Sharyn Walker, a USC professor of immunology, walks over and shares a chocolate butterfly doughnut with Bluett. She remembers thinking he was obnoxious the first time they met in the shop five years ago.
"I just wanted to be left alone," she says. "I kept thinking, 'What is wrong with this man?' He just seems to stay in your face."
But as with many, her distaste soon turned to affection, and she found herself inviting him to her house for a party. Bluett agreed to go but wanted to know if she had a piano. Walker took the hint and went searching for a piano for her party. When she found one, she went back to Bluett and told him.
"I didn't want you to get a piano," he told her. "I just wanted to know if you had one. I get invitations from people who want me to perform for them."
Bluett's most recent performances were in the cocktail bar at the Hyatt in Casablanca. (He was performing Sept. 11 but stayed through November.) In Morocco, he plays in a small bar made up to resemble Rick's Cafe in the 1942 movie. Behind the piano there is a large picture of Humphrey Bogart. A trench coat and fedora are on a coat rack. The most requested song is "As Time Goes By."

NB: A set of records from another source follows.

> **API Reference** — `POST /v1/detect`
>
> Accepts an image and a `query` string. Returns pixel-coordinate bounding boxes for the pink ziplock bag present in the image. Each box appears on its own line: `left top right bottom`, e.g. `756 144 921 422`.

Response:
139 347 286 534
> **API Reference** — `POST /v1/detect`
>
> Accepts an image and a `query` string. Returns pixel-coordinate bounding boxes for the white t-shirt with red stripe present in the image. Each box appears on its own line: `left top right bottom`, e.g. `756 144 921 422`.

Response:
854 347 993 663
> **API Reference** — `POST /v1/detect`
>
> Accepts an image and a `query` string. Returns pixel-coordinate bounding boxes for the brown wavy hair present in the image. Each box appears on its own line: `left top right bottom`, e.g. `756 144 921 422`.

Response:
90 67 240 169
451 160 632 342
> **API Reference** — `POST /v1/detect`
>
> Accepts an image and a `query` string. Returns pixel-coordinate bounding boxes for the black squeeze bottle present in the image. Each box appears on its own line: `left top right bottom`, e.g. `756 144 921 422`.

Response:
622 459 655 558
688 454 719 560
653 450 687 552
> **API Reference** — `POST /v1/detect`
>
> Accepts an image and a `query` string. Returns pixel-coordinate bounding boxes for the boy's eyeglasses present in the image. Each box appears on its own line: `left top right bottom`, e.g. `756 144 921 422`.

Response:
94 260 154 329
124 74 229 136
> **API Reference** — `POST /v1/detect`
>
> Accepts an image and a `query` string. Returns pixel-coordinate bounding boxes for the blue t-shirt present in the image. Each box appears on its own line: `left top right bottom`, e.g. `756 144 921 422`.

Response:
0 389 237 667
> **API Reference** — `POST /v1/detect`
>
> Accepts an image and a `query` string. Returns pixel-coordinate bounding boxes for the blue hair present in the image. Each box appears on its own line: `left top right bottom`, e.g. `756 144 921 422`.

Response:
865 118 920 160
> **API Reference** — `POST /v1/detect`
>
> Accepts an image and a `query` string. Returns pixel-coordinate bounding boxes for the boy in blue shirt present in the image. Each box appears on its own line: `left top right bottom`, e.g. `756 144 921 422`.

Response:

"Both Mother and Father Time have been good to me," Bluett says. "I'm in the sunset part of my life, and I don't want to waste a minute. I wake up early, because I'd rather be interacting with people, laughing and joking, kicking and scratching."
Now squeezes into the booth seat next to Mister Lennie and notices a gold bracelet that Bluett is wearing. Bluett says it is similar to one worn by the king of Morocco.
"You leave me that in your will," says Now, nudging his friend.
"No," Mister Lennie says, playing the rest of the shop for a laugh again. "It goes in the box with me."